Reklam Görüntülerine Tıklayarak Kitap Siparişi Verebilirsiniz

RÖPORTAJ | Oral Çalışlar: “Aydınlık’ta biz isimlerini yazdık, yanlıştı ama ölümlere yol açan bazı sol gruplar bunun eleştirisini ne zaman yapacak?”

Onur Erkan'nın SERBESTİYET'teki röportajı; Oral Çalışlar, 68 Kuşağı ve Aydınlık hareketini anlattığı 68 İsyan Günleri kitabı hakkında Serbestiyet’e konuştu:

RÖPORTAJ | Oral Çalışlar: “Aydınlık’ta biz isimlerini yazdık, yanlıştı ama ölümlere yol açan bazı sol gruplar bunun eleştirisini ne zaman yapacak?”

Oral Çalışlar, 68 Kuşağı ve Aydınlık hareketini anlattığı 68 İsyan Günleri kitabı hakkında Serbestiyet’e konuştu: “1967’de üniversite için yola çıktım, 1983’te mezun olduğumda 7 yıl hapis yatmış, iki tane darbenin sıkıntılarını yaşamıştım”, “1969’da Mihri Belli’nin evinde solda birlik için toplandığımız ‘tarihi gece’de Deniz Gezmiş, Mahir Çayan, Doğu Perinçek, Cengiz Çandar, Gün Zileli, Yusuf Küpeli de dahil neredeyse sol hareketin önde gelen militan lider kadrosu vardı ve o buluşmadan ‘herkes kendi yoluna’ kararı çıktı. Aydınlık hareketini o gece Güvenpark’ta bir bankta kurduk”, “Kimisi Küba, kimisi Çin, kimisi Sovyet Devrimi yapıyordu.
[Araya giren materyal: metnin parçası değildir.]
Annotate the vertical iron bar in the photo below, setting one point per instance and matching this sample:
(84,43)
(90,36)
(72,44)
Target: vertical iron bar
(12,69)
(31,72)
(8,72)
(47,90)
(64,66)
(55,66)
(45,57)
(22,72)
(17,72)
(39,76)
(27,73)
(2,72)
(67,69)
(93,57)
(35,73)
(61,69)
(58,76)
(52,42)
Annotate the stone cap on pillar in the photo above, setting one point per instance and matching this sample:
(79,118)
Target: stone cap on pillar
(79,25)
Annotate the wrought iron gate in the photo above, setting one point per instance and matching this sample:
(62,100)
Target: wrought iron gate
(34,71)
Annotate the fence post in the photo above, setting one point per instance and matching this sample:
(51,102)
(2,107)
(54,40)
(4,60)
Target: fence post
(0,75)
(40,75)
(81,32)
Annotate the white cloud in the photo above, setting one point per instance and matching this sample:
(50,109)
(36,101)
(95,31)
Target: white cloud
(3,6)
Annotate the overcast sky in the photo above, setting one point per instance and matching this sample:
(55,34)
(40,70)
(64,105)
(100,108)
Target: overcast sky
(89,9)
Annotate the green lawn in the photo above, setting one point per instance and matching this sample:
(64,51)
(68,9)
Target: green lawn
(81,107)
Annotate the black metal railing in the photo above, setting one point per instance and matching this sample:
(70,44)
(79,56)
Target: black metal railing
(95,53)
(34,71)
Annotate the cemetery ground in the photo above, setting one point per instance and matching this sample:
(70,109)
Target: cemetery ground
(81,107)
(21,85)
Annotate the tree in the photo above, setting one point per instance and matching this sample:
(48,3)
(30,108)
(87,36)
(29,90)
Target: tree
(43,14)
Herkes bir şey buluyordu biz de Maoculuğu bulduk”, “’Aydınlıkçılar, ihbarcılık yapmıştır’ diyebileceğim olaylar var, diyemeyeceğim olaylar var. Hakkında yargı hükmü olmayan kişilerin adlarını yazmamak, resimlerini basmamak gerekiyordu. Öte yandan bütün bu cinayetleri işleyenlerle hesaplaşmak ne zaman olacak? Bunun eleştirisi ne zaman yapılacak?”, “Amerikancı darbecileri hedef alıyorduk öte yandan ‘Sovyet işbirlikçisi’ diyerek TKP’lileri, TİP’lileri baş düşman gösteriyorduk.”

Onur Erkan

Onur Erkan

Oral Çalışlar’ın öncülerinden olduğu 68 dönemini ve kurucularından olduğu “Aydınlıkçılar” fraksiyonundaki yıllarını anlattığını 68 İsyan Günleri kitabı H2O Kitap’tan çıktı.

Çalışlar, kitapta Tarsus’ta liseyi bitirip ODTÜ’yü kazanmasıyla başlayan ve kendisini 68’in eylem dalgasının içinde bulmasıyla süren hikayesini anlatıyor.
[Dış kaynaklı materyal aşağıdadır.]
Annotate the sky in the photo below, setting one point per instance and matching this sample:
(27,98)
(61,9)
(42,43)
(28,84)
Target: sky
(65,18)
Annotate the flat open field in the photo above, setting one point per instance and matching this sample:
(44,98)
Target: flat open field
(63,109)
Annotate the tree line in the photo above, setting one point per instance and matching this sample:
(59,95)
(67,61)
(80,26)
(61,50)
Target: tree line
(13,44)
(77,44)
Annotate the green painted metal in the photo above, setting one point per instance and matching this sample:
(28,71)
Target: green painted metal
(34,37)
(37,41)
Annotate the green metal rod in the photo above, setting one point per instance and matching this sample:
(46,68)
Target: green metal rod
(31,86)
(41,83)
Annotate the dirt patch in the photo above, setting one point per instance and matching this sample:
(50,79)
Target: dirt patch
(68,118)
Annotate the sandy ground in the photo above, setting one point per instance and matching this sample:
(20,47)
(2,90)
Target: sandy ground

60’lardan, 70’lerden, 80’lerdeki toplumsal olaylarla ilgili birçok enteresan anı ve anekdotların yer aldığı kitapta Çalışlar, içinde bulunduğu süreçler hakkında soğukkanlı değerlendirmeler ve özeleştiriler de yapıyor.
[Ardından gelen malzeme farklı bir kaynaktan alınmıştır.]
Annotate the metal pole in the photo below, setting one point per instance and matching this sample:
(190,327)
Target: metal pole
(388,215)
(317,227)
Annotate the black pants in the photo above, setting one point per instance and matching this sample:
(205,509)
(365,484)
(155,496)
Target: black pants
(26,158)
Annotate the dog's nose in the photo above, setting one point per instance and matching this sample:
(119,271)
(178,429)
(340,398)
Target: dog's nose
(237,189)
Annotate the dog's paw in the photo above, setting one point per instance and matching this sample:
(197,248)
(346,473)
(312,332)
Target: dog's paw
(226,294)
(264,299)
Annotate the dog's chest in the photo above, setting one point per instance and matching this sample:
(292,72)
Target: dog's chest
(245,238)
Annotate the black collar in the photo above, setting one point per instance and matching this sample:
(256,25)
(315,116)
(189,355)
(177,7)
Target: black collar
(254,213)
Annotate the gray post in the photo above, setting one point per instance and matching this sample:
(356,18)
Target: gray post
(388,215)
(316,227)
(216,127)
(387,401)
Kitapta, 1978’de günlük olarak çıkmaya başlayan ve 12 Eylül öncesinde yayınlarıyla çok tartışılan, Çalışlar’ın genel yayın yönetmenliğini yaptığı Aydınlık Gazetesi’yle ilgili de ilginç bilgiler var.

Çalışlar, “68 İsyan Günleri” kitabıyla ilgili Serbestiyet’e konuştu.

Röportajın, Oral Çalışlar’ın döneme ilişkin detaylı değerlendirmeleri ve kitaptaki çok ilginç bazı anekdotları anlattığı tamamını linkten izleyebilirsiniz:

 

Röportajın bir bölümü şöyle.

“Futbolu bırakıp Tarsus’tan ODTÜ’ye giderken kafamda üniversiteden sonra memlekete dönüp CHP’de siyaset yapmak vardı”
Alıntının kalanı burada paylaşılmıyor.